Minna Rozen (Hebrew: מינה רוזן; born October 1947) is a professor emeritus at the Department of Jewish History at the University of Haifa. Rozen served as head of the Diaspora Research Center at Tel Aviv University, and specializes in the history of Jews in the Ottoman Empire and the Balkan states.

==Biography==
Minna Rozen was born in Tiberias and grew up in Afula, Israel. She studied law at the Hebrew University in Jerusalem. In 1966, after her marriage, she returned to Afula and studied history at the University of Haifa. Later she completed her PhD in history at Tel Aviv University.

==Academic career==
Between 1973 and 1999 she taught at Tel Aviv University, specializing in the study of Jews during the Ottoman period. Between 1992 and 1997, she was the director of the Diaspora Research Center at Tel Aviv University. Since 1999, she has been teaching at the University of Haifa. She has taught as a guest professor at Princeton University.
Rozen's historiographical approach is an interdisciplinary one combining historical research with several disciplines from the humanities and social sciences, such as sociology, literature, art history, gender studies, and diaspora theories.

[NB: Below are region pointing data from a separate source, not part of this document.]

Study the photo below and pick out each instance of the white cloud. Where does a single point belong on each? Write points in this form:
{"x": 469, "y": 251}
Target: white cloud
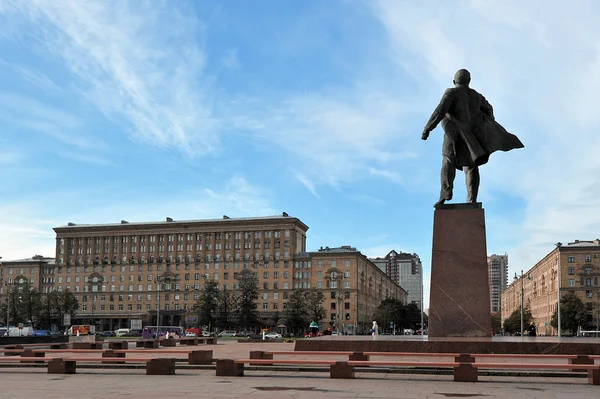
{"x": 307, "y": 183}
{"x": 231, "y": 60}
{"x": 27, "y": 228}
{"x": 137, "y": 60}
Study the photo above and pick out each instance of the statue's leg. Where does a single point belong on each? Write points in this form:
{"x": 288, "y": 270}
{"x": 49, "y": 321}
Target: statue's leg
{"x": 447, "y": 180}
{"x": 472, "y": 180}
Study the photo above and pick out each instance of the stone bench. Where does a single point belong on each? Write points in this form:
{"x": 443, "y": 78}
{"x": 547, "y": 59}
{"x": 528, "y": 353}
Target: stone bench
{"x": 118, "y": 345}
{"x": 88, "y": 345}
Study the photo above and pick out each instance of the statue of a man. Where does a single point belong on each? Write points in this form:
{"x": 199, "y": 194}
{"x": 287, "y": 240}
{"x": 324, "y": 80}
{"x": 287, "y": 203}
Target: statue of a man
{"x": 471, "y": 135}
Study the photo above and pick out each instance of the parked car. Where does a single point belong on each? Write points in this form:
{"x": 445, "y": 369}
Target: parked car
{"x": 272, "y": 335}
{"x": 133, "y": 333}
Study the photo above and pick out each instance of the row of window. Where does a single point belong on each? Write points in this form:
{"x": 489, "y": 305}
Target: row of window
{"x": 179, "y": 258}
{"x": 587, "y": 270}
{"x": 199, "y": 237}
{"x": 571, "y": 258}
{"x": 172, "y": 247}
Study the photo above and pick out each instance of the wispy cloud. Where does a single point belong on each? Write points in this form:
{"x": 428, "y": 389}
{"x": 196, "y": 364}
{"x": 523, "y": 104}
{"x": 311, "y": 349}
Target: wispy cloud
{"x": 24, "y": 227}
{"x": 231, "y": 60}
{"x": 139, "y": 62}
{"x": 307, "y": 183}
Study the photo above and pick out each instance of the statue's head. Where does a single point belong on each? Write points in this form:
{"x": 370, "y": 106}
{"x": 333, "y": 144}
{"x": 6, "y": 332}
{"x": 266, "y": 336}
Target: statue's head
{"x": 462, "y": 78}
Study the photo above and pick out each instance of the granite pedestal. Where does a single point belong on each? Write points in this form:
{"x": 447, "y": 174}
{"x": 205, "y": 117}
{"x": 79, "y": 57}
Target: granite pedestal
{"x": 460, "y": 296}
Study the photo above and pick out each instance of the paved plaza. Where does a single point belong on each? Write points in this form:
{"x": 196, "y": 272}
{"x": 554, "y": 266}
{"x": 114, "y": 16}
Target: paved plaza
{"x": 31, "y": 383}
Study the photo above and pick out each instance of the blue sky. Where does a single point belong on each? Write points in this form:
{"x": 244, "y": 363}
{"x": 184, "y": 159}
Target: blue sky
{"x": 138, "y": 110}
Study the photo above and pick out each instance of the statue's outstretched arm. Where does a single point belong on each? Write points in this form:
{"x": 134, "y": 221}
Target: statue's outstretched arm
{"x": 486, "y": 108}
{"x": 440, "y": 112}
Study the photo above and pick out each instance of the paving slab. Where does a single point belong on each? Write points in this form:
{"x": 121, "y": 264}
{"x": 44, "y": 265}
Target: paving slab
{"x": 187, "y": 383}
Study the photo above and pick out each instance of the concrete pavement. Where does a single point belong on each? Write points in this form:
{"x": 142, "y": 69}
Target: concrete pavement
{"x": 133, "y": 384}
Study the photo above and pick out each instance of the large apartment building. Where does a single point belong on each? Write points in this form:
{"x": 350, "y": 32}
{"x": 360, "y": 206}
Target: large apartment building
{"x": 117, "y": 271}
{"x": 498, "y": 279}
{"x": 406, "y": 270}
{"x": 353, "y": 286}
{"x": 572, "y": 268}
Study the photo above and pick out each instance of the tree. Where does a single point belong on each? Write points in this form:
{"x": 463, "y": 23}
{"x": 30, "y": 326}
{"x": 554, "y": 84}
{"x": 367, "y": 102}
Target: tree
{"x": 208, "y": 302}
{"x": 513, "y": 323}
{"x": 295, "y": 311}
{"x": 246, "y": 312}
{"x": 572, "y": 313}
{"x": 67, "y": 304}
{"x": 496, "y": 323}
{"x": 391, "y": 311}
{"x": 314, "y": 308}
{"x": 27, "y": 303}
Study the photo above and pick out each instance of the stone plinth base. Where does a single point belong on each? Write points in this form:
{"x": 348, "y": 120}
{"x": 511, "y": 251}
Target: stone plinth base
{"x": 460, "y": 294}
{"x": 227, "y": 368}
{"x": 341, "y": 370}
{"x": 112, "y": 354}
{"x": 118, "y": 345}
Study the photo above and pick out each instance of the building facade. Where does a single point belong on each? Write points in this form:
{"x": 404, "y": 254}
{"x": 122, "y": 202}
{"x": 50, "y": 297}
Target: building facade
{"x": 407, "y": 271}
{"x": 572, "y": 268}
{"x": 352, "y": 284}
{"x": 498, "y": 279}
{"x": 118, "y": 271}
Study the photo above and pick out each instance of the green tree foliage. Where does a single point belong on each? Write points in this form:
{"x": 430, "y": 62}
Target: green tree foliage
{"x": 295, "y": 311}
{"x": 247, "y": 314}
{"x": 314, "y": 302}
{"x": 513, "y": 323}
{"x": 28, "y": 305}
{"x": 572, "y": 313}
{"x": 208, "y": 302}
{"x": 392, "y": 310}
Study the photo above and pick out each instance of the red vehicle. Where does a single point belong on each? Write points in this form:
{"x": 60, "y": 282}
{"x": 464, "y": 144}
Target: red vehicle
{"x": 194, "y": 330}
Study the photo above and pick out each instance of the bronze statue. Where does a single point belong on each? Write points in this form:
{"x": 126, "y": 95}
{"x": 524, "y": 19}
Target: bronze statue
{"x": 471, "y": 135}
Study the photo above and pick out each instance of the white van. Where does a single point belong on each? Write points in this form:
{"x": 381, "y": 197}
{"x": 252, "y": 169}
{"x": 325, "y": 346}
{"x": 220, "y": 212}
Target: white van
{"x": 122, "y": 331}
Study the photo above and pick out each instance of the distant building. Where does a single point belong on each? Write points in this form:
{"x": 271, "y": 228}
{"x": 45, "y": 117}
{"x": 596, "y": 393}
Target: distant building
{"x": 579, "y": 265}
{"x": 498, "y": 279}
{"x": 117, "y": 271}
{"x": 355, "y": 292}
{"x": 406, "y": 270}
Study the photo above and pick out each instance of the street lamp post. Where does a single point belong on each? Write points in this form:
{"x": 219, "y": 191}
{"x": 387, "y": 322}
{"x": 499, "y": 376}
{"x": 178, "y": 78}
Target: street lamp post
{"x": 522, "y": 277}
{"x": 558, "y": 245}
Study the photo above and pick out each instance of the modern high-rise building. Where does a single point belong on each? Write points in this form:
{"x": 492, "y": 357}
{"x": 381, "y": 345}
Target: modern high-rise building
{"x": 498, "y": 279}
{"x": 353, "y": 285}
{"x": 118, "y": 271}
{"x": 405, "y": 269}
{"x": 572, "y": 268}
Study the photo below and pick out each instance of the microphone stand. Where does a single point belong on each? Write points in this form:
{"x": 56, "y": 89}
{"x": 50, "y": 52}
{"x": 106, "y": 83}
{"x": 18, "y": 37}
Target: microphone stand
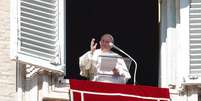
{"x": 134, "y": 76}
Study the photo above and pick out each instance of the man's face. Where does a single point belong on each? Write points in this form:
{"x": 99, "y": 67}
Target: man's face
{"x": 104, "y": 43}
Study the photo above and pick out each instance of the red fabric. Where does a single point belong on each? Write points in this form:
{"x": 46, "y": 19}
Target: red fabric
{"x": 137, "y": 90}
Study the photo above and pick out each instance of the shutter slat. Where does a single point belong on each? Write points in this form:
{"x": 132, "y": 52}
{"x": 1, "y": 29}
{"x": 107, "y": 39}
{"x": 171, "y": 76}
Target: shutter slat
{"x": 36, "y": 17}
{"x": 38, "y": 12}
{"x": 42, "y": 34}
{"x": 38, "y": 48}
{"x": 195, "y": 36}
{"x": 41, "y": 3}
{"x": 38, "y": 30}
{"x": 37, "y": 27}
{"x": 39, "y": 23}
{"x": 38, "y": 7}
{"x": 37, "y": 42}
{"x": 39, "y": 17}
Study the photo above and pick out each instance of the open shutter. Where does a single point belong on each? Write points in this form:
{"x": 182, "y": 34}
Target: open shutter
{"x": 38, "y": 35}
{"x": 195, "y": 36}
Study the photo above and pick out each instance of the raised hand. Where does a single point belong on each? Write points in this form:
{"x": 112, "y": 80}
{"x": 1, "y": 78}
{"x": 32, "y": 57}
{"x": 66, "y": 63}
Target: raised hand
{"x": 93, "y": 45}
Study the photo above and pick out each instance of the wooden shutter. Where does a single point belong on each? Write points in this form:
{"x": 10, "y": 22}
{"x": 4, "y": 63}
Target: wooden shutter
{"x": 195, "y": 36}
{"x": 38, "y": 36}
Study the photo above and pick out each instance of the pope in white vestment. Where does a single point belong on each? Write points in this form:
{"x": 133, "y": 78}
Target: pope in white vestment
{"x": 90, "y": 63}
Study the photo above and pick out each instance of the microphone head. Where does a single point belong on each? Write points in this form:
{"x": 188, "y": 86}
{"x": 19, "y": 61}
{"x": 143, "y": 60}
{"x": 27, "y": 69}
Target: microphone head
{"x": 111, "y": 44}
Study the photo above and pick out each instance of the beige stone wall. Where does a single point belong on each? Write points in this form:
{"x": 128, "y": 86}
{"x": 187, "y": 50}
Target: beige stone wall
{"x": 7, "y": 67}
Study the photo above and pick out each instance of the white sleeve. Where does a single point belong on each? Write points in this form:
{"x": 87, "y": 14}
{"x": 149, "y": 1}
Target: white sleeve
{"x": 123, "y": 70}
{"x": 85, "y": 63}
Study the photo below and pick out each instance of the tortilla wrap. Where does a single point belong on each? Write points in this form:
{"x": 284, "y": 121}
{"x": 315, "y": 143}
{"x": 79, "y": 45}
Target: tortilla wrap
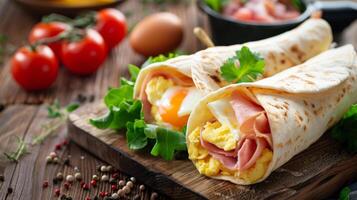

Over the years, Rozen's writing has focused on grassroots history, manifesting in a large documentation projects she conducted about the Jews of Turkey and Greece, and the Franco communities around the Mediterranean. Her first documentation project was at the archives of the French Levant Company in Marseille, the archives of the French Foreign Ministry, and the archives of the British Levant Company. These sources constituted the basis for a series of studies about the trade routes of "new Christians" who returned to Judaism at the end of the 16th century in Livorno in the Grand Duchy of Tuscany, and from there dispersed to the trade centers of the Ottoman Empire in the Levant and North Africa. This research, among the first to be based on the combination of Rabbinical sources and European sources, unearthed the existence of a Jewish-Portuguese trading diaspora in the Mediterranean, which competed with the national trading companies of Britain and France as though they were supported by their own nation state. Her studies dealing with later periods showed how these trade communities, which were numerically small, influenced the processes of secularization and modernization in Istanbul and Thessaloniki.

Between 1987 and 1990, Rozen documented and photographed 61,000 Jewish gravestones dated 1583–1900 in Turkey, over 40,000 of them in Istanbul. This digital collection uploaded to the website of the Goldstein-Goren Diaspora Research Center at Tel Aviv University. Because the collection documents a societal group that maintained continuity for 450 years, it allows to follow the community's multifaceted history and its relations with the surrounding Ottoman culture. Upon the completion of this documentation project, Rozen incorporated it into an in-depth study of the history of Muslim Ottoman burial culture and art. In a book published in 1994 she showed how from the 17th century, the Jewish community in Istanbul accepted the social, aesthetic, and spiritual values of the surrounding Muslim society.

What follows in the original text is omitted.